Original topic: TiCDC 不同表之间同步是有顺序的吗?一定要用事务才能保证吗?

| username: breakyang

I would like to ask everyone a question:
update table1 status = ‘start’
start spark to insert a large amount of data, similar to insert xx into table2
update table1 status = ‘end’

During the process of using TiCDC to synchronize data from the main TiDB cluster to the secondary TiDB cluster, if an exception occurs, is it possible that the status = ‘end’ of table1 is synchronized to the secondary cluster, but the data of table2 is not completely transmitted?

| username: redgame | Original post link

It may indeed lead to partial data synchronization being incomplete. The specific situation depends on the timing of the anomaly.

| username: breakyang | Original post link

If they are placed in a single transaction, can this issue be guaranteed?

| username: tidb菜鸟一只 | Original post link

Data Synchronization Consistency

  • MySQL sink
    • TiCDC does not split single-table transactions, ensuring the atomicity of single-table transactions.
    • TiCDC does not ensure that the execution order of downstream transactions is completely consistent with the upstream.
    • TiCDC splits cross-table transactions on a per-table basis, not ensuring the atomicity of cross-table transactions.
    • TiCDC ensures that the update order of a single row is consistent with the upstream update order.
| username: breakyang | Original post link

Does that mean I can’t guarantee it even if I put it in a transaction?

| username: tidb菜鸟一只 | Original post link

Not putting it in a single transaction can ensure better consistency.

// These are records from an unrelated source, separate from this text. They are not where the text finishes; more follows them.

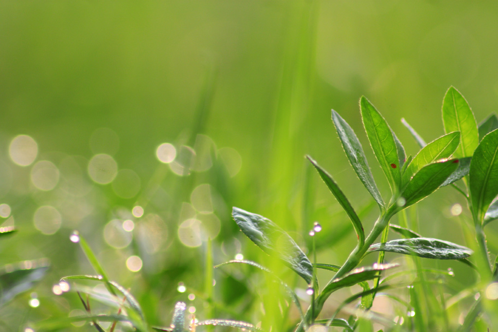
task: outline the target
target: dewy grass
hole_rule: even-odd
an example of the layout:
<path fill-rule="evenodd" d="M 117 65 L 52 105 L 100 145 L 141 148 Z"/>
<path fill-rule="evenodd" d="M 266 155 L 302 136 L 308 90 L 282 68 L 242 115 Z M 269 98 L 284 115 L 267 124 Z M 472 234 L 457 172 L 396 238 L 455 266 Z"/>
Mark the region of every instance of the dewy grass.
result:
<path fill-rule="evenodd" d="M 64 279 L 104 283 L 109 290 L 110 296 L 102 298 L 101 294 L 94 294 L 95 292 L 90 289 L 79 287 L 79 294 L 86 293 L 86 301 L 81 295 L 80 299 L 88 315 L 65 320 L 49 320 L 40 323 L 37 327 L 40 329 L 47 327 L 54 328 L 68 323 L 84 321 L 92 322 L 99 331 L 105 331 L 99 324 L 100 322 L 115 322 L 112 330 L 114 330 L 116 322 L 125 322 L 131 324 L 135 331 L 140 331 L 185 332 L 195 331 L 197 328 L 205 329 L 204 326 L 207 326 L 212 331 L 217 331 L 218 327 L 227 327 L 246 331 L 265 329 L 274 331 L 302 332 L 311 331 L 312 326 L 334 326 L 346 332 L 374 332 L 373 322 L 375 322 L 383 327 L 381 330 L 375 330 L 378 332 L 466 332 L 481 331 L 482 329 L 496 331 L 498 325 L 494 313 L 496 312 L 497 305 L 493 301 L 498 298 L 497 263 L 491 263 L 484 226 L 498 219 L 498 204 L 495 201 L 498 195 L 498 117 L 493 114 L 478 126 L 467 101 L 456 89 L 451 87 L 445 96 L 443 104 L 445 134 L 426 144 L 426 141 L 415 130 L 402 120 L 421 147 L 414 156 L 406 156 L 402 144 L 373 105 L 365 97 L 362 97 L 360 106 L 367 136 L 391 189 L 388 198 L 381 195 L 362 144 L 351 127 L 334 111 L 332 111 L 332 118 L 352 167 L 372 196 L 375 202 L 374 205 L 376 204 L 378 207 L 378 216 L 372 229 L 366 231 L 362 220 L 365 215 L 357 213 L 330 174 L 311 156 L 307 156 L 346 212 L 356 232 L 356 246 L 342 265 L 335 265 L 332 262 L 317 261 L 315 240 L 319 236 L 322 228 L 317 222 L 313 224 L 309 232 L 309 235 L 313 236 L 311 241 L 311 253 L 313 255 L 312 263 L 312 260 L 308 258 L 292 237 L 275 223 L 262 216 L 239 208 L 234 207 L 233 209 L 232 217 L 249 239 L 271 257 L 287 265 L 296 274 L 296 278 L 298 276 L 304 280 L 307 285 L 306 293 L 311 298 L 307 310 L 302 307 L 299 297 L 293 287 L 287 284 L 271 268 L 241 259 L 230 261 L 214 268 L 223 269 L 227 265 L 239 263 L 239 265 L 242 264 L 259 269 L 266 274 L 268 280 L 281 286 L 286 299 L 290 300 L 291 305 L 296 307 L 297 314 L 291 315 L 288 308 L 280 307 L 281 320 L 279 318 L 268 318 L 267 322 L 260 325 L 211 317 L 204 318 L 205 320 L 203 321 L 193 320 L 190 324 L 187 324 L 187 306 L 184 302 L 178 302 L 170 327 L 152 327 L 145 319 L 146 313 L 142 311 L 138 302 L 125 289 L 109 280 L 90 246 L 84 239 L 79 238 L 82 248 L 100 275 L 72 276 Z M 420 234 L 415 231 L 417 229 L 409 227 L 405 209 L 440 188 L 447 186 L 462 194 L 467 201 L 475 231 L 474 243 L 470 244 L 473 248 L 477 248 L 477 253 L 474 253 L 471 249 L 461 244 L 425 237 L 425 234 Z M 306 190 L 309 189 L 308 184 Z M 309 208 L 307 204 L 306 207 Z M 390 225 L 392 217 L 399 213 L 401 224 Z M 388 241 L 390 229 L 401 235 L 403 238 Z M 375 243 L 381 235 L 380 241 Z M 365 257 L 375 252 L 379 252 L 377 263 L 372 265 L 363 265 Z M 399 264 L 384 261 L 384 253 L 386 252 L 413 256 L 412 261 L 408 262 L 408 267 L 406 270 L 400 270 Z M 210 316 L 216 315 L 215 309 L 220 307 L 220 304 L 216 303 L 214 299 L 212 282 L 213 258 L 212 243 L 209 240 L 206 252 L 205 294 L 202 296 L 208 308 L 204 313 Z M 453 275 L 453 271 L 424 268 L 421 264 L 422 258 L 459 260 L 467 264 L 468 267 L 466 268 L 469 271 L 475 271 L 479 282 L 454 296 L 445 299 L 443 286 L 453 288 L 454 292 L 457 292 L 454 286 L 443 283 L 445 280 L 444 278 Z M 330 280 L 321 281 L 321 287 L 317 269 L 327 270 L 335 274 Z M 391 269 L 398 271 L 388 277 L 381 279 L 382 272 Z M 398 281 L 407 275 L 416 277 L 408 282 Z M 369 284 L 368 282 L 371 281 L 374 281 L 373 283 Z M 355 285 L 360 286 L 362 290 L 343 299 L 338 308 L 332 313 L 330 310 L 322 313 L 333 294 L 343 288 Z M 403 292 L 400 291 L 402 289 L 405 290 L 404 296 Z M 397 291 L 394 294 L 383 293 L 396 290 Z M 275 290 L 272 290 L 271 294 L 277 294 Z M 198 295 L 201 296 L 200 293 Z M 393 320 L 372 310 L 375 298 L 380 296 L 388 297 L 399 304 L 399 308 L 395 309 L 399 315 Z M 100 297 L 102 301 L 114 303 L 115 312 L 117 314 L 95 315 L 89 297 Z M 279 306 L 279 299 L 276 299 L 276 302 Z M 357 304 L 357 310 L 346 312 L 346 306 L 354 303 Z M 464 305 L 467 306 L 466 309 L 462 309 Z M 457 307 L 462 311 L 460 315 L 462 321 L 459 323 L 449 318 L 450 311 Z M 272 310 L 270 312 L 275 314 L 278 312 Z M 349 317 L 347 319 L 337 317 L 348 313 Z M 454 313 L 452 315 L 454 315 Z M 482 318 L 480 320 L 480 317 Z M 291 322 L 284 321 L 286 320 Z M 282 321 L 287 327 L 273 325 L 280 324 Z"/>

TiCDC actually synchronizes data by row based on the commit timestamp.

For example, if you execute the following three statements:

update table1 set status = 'start';
commit;  ------- This is at 14:51:33 on July 26, 2023
start spark to insert a large amount of data, similar to insert xx into table2;
commit;  ------- This is at 14:51:47 on July 26, 2023
update table1 set status = 'end';
commit;  ------- This is at 14:52:07 on July 26, 2023

Then in CDC, three batches of data will be generated:
First, 500 rows of data with table1 status = 'start' at 14:51:33 on July 26, 2023 (assuming table1 has 500 rows) → 200 rows of data in table2 at 14:51:47 on July 26, 2023 (assuming 200 rows were inserted) → 500 rows of data with table1 status = 'end' at 14:52:07 on July 26, 2023.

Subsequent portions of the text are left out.